Anyone who works at Meta or knows someone who works at Meta will tell you the same thing. It’s not a happy place, especially given the endless layoffs the company has made over the past few years. The reductions will only accelerate as the company pours billions into AI.
Now, a new report from Wired suggests that the company’s applied AI team is on the verge of a revolt.
The drama began this week when someone hijacked an employee-only livestream presentation, hurled expletives and demanded that participants tell a senior MetaAI executive that he was a “fuck.” One of the presenters reportedly covered his face with his hands.
Wired reports that the riot reflects simmering anger within the three-month-old force of about 6,500 engineers and product managers tasked with supporting the company’s AI research ambitions.
Employees say they were forced to join groups with no real choice to join or leave. Many refer to themselves as “draft candidates.” What tasks are assigned to them? Generate puzzles and coding problems to train AI models. “It’s literally a concentration camp,” one employee told Wired. “Most people find this job soul-crushing,” said another.

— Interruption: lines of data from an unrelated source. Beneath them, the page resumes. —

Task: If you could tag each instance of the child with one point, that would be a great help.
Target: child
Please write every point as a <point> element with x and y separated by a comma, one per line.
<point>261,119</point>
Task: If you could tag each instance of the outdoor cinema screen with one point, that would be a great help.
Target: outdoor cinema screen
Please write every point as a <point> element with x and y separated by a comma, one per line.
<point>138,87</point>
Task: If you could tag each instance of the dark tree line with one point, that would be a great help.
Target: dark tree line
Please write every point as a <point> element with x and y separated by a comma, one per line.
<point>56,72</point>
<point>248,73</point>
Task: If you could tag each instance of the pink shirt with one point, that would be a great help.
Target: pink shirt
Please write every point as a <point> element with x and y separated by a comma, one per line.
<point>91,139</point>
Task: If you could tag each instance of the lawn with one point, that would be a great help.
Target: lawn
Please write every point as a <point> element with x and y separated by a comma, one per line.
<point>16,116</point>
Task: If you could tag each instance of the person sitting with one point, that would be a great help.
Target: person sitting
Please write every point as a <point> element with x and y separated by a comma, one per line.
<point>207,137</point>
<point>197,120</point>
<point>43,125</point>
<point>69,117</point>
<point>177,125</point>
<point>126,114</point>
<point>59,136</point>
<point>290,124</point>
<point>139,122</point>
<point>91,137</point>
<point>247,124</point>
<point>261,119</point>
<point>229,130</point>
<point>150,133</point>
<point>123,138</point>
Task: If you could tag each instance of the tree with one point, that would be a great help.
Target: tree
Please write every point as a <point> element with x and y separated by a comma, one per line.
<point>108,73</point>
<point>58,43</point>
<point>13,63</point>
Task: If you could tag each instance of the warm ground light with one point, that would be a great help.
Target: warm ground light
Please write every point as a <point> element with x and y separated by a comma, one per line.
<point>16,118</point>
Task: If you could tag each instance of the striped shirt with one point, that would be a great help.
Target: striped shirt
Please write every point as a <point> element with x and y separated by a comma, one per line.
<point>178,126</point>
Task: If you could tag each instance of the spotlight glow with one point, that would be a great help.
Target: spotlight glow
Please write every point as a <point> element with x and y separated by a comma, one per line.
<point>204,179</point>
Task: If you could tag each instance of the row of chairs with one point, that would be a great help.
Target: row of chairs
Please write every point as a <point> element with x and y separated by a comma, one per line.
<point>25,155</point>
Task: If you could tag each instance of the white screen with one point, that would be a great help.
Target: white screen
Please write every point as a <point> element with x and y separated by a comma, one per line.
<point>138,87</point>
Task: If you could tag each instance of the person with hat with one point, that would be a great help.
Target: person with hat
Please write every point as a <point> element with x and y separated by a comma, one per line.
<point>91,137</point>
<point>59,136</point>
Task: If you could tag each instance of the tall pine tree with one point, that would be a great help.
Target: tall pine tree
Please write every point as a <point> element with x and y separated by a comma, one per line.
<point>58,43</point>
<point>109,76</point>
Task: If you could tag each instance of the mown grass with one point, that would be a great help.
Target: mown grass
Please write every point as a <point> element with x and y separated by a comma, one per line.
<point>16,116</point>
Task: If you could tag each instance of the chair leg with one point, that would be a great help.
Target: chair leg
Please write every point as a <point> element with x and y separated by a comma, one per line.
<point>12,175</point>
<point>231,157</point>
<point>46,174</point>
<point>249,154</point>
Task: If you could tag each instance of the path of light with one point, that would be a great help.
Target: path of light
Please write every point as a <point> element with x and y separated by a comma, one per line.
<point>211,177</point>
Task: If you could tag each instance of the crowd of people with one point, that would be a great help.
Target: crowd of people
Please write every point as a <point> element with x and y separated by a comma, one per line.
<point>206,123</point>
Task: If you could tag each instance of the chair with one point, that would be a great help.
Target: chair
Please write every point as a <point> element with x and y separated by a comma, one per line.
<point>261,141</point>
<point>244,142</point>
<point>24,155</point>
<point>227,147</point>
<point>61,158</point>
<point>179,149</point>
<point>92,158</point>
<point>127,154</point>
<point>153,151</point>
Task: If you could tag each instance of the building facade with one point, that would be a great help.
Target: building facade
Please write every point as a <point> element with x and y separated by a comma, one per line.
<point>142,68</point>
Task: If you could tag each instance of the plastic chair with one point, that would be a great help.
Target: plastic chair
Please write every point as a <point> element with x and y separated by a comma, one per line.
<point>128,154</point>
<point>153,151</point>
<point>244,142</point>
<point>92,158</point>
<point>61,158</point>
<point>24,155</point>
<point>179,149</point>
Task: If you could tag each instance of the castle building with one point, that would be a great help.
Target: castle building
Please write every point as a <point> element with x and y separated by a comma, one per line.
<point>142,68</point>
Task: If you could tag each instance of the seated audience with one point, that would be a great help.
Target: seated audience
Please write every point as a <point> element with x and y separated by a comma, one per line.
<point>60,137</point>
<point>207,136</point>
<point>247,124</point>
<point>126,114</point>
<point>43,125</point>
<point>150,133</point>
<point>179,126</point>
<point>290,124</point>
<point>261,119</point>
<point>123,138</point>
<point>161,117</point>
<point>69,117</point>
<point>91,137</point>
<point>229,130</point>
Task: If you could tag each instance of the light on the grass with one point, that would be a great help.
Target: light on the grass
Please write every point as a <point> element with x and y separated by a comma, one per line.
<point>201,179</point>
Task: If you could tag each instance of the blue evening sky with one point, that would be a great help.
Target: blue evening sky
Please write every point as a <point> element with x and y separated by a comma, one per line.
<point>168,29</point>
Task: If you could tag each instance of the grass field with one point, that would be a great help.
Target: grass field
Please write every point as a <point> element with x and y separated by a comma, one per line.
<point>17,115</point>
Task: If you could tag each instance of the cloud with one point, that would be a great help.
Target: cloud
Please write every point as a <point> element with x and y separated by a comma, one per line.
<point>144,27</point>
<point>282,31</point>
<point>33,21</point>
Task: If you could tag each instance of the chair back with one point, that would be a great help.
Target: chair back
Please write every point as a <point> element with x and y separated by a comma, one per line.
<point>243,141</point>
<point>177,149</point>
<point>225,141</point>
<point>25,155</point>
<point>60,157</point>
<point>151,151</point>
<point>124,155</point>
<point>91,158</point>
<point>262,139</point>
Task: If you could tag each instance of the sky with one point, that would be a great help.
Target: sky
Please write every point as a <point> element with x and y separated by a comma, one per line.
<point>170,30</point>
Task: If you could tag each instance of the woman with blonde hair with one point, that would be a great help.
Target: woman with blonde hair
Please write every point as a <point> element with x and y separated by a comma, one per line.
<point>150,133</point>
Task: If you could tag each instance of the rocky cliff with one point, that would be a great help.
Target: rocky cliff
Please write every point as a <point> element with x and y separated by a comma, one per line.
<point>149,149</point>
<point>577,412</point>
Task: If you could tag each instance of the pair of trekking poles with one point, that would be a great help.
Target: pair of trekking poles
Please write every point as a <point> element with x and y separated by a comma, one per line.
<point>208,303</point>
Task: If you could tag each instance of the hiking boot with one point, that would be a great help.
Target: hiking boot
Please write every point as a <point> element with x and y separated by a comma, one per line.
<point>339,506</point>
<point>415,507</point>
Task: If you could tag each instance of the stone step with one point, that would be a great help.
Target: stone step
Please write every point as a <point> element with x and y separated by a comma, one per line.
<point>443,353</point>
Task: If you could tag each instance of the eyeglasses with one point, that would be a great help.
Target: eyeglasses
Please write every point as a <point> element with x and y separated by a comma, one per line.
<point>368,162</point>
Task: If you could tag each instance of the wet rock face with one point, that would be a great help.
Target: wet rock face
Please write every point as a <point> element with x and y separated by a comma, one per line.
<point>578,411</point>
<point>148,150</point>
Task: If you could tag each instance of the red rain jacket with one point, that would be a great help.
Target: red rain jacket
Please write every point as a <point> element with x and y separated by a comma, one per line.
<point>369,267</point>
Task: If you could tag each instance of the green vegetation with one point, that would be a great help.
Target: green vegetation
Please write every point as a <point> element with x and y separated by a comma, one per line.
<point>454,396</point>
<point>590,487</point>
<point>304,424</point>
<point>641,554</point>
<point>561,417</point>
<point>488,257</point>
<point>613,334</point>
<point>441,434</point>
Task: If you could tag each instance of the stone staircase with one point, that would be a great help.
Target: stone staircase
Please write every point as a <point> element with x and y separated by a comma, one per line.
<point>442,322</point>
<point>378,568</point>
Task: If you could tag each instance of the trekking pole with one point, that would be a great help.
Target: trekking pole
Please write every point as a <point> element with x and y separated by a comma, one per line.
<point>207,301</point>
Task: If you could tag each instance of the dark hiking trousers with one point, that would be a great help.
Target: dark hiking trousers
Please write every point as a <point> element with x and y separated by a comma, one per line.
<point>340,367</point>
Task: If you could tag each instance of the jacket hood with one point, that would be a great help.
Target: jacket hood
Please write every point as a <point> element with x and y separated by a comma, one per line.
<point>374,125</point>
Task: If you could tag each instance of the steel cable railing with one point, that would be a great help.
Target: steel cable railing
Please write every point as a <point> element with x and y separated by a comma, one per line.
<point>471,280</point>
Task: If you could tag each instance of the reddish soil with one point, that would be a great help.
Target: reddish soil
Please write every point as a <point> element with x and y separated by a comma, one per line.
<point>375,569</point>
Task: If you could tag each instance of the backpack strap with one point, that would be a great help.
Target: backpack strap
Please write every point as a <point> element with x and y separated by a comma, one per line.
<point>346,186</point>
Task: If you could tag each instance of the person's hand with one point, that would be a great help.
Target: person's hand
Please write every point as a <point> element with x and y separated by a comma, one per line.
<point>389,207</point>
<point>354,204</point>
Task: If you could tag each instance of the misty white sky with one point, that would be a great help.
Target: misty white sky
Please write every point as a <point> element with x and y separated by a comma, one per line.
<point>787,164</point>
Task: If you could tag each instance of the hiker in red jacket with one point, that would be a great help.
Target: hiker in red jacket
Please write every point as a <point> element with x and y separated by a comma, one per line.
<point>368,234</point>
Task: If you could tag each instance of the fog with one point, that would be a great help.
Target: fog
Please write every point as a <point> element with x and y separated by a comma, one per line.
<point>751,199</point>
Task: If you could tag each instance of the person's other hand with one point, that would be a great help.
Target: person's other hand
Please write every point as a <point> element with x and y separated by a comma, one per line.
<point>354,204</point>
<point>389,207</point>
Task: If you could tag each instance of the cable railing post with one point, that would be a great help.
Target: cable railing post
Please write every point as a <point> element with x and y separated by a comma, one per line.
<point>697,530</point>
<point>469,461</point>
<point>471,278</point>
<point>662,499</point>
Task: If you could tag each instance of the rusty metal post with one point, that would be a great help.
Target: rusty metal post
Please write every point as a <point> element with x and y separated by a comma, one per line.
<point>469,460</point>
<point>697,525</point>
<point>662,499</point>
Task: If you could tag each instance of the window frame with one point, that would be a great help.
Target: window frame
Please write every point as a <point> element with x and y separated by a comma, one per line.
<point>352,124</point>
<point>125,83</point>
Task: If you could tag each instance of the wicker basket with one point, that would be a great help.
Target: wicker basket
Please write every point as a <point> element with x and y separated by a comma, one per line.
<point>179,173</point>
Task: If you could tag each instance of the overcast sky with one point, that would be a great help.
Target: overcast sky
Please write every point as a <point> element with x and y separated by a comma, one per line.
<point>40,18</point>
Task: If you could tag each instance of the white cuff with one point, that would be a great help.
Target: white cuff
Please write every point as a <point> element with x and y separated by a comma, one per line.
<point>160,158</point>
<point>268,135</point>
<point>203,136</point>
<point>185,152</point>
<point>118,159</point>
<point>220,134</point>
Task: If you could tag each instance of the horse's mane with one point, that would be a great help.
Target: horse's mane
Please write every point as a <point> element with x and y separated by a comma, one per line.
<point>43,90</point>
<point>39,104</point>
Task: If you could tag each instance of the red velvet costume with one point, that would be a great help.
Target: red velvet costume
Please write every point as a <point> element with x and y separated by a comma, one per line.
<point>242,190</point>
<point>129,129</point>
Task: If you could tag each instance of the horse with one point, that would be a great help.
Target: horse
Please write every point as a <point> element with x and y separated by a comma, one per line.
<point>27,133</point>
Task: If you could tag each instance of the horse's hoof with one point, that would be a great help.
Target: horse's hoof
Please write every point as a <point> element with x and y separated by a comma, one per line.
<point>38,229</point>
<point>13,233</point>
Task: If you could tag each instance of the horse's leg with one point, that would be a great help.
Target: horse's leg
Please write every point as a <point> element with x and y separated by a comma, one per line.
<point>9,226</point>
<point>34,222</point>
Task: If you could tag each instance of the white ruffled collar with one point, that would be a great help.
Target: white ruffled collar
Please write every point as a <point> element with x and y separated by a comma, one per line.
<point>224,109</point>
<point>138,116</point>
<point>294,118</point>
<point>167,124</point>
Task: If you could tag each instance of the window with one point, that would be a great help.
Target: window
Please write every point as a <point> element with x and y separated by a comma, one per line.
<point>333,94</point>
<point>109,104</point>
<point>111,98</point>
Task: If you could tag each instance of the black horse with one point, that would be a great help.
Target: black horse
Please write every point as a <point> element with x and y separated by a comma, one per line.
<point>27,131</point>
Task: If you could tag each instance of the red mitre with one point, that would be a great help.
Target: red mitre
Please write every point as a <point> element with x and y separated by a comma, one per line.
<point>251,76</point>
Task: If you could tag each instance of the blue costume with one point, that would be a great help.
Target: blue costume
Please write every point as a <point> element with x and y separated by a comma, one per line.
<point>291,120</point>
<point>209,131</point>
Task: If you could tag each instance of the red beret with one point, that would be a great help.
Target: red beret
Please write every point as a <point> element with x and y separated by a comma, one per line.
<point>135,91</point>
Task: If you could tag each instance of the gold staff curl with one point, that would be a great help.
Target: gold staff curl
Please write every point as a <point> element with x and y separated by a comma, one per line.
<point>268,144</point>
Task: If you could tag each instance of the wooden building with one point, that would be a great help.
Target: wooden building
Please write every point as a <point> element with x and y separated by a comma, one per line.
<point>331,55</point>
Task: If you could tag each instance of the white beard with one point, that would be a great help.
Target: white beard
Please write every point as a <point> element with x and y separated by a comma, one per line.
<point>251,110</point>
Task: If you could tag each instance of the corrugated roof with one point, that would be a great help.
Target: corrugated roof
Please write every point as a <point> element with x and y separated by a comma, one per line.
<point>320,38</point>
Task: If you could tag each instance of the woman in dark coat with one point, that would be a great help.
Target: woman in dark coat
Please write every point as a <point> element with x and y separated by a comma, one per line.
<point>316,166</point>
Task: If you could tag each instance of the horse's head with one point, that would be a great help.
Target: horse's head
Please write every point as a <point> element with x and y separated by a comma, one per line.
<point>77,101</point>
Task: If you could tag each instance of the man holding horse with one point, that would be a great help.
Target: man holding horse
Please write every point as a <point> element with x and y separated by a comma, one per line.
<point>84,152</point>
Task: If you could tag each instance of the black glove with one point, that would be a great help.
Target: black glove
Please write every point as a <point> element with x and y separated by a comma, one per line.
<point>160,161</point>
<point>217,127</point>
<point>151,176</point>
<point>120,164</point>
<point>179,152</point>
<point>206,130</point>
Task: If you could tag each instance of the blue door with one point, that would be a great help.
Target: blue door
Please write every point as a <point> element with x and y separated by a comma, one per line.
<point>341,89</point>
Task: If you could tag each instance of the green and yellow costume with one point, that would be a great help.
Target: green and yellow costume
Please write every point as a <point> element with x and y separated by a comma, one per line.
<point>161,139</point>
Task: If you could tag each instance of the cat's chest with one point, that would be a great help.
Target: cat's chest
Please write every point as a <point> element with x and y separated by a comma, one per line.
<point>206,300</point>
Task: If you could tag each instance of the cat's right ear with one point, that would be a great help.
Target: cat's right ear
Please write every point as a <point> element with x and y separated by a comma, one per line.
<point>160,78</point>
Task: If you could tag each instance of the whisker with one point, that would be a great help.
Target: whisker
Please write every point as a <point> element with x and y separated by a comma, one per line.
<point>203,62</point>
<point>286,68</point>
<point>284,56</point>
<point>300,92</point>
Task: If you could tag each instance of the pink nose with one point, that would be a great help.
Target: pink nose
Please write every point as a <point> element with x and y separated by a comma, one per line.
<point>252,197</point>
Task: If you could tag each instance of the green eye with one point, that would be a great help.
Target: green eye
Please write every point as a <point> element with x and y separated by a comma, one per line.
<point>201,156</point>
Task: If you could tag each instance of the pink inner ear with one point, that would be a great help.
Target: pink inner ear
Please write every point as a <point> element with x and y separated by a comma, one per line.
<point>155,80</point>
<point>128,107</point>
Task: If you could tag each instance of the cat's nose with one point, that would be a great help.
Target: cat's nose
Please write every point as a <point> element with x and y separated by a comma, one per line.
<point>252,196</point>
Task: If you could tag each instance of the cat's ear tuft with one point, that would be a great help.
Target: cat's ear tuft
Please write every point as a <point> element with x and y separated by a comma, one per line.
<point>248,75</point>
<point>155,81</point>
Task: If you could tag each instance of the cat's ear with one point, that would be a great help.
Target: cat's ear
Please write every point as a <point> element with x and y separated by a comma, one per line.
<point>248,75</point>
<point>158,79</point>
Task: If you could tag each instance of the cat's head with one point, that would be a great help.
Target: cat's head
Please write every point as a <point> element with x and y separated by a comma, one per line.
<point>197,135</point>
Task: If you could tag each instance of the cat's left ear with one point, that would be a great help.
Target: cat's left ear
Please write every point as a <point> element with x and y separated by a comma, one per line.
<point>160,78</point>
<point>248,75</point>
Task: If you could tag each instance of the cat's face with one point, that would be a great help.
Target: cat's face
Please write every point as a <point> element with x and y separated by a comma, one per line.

A Business Insider report last month revealed how many employees found out they were being transferred to the group via surprise emails. One self-proclaimed draftee later described the process on Reddit as “totally random.” According to an internal announcement from April seen by Business Insider, Meta’s AI models still lack the knowledge to outperform humans at technical tasks such as coding. “To help agents understand how people actually use computers to perform everyday tasks, models need to be trained on real-world examples,” the post said.
In a leaked audio recording from an internal meeting that month, Meta CEO Mark Zuckerberg explained the logic behind hiring Meta’s own engineers rather than outside contractors. Alexander Wang, who sold his data labeling startup Scale AI to Meta for $14.3 billion before becoming chief AI officer and leading the Meta Superintelligence Lab, is no stranger to the world of data labeling, and says the company believes Meta’s average employee salary is “substantially higher.” We provide better information than third-party contractors. Then it would be better to ask them to cooperate.
Meanwhile, more than 1,600 Meta employees across the company have signed a petition protesting the program, which monitors clicks and keystrokes on AI training data. The overall mood at the company is so dark that Chris Cox, Meta’s chief product officer, felt compelled to mention the “harsh” environment on a conference call with employees this week.
TechCrunch has reached out to Meta for comment.
According to previous reports, the Applied AI team is led by Maher Saba, a 12-year veteran of Meta. He was previously vice president of the Reality Labs division, which burnt through $83 billion in the Metaverse before Meta moved to AI. The new organization will report to Meta CTO Andrew Bosworth.
Initially, the structure was such that up to 50 employees reported to one manager.
Zuckerberg addressed the situation in an internal memo on Friday, acknowledging that recent changes have “caused distress” and acknowledging that the company made a mistake and will address it moving forward. “Meta’s North Star is the perfect place for the world’s most talented people to make an impact,” he added in the memo, according to Wired.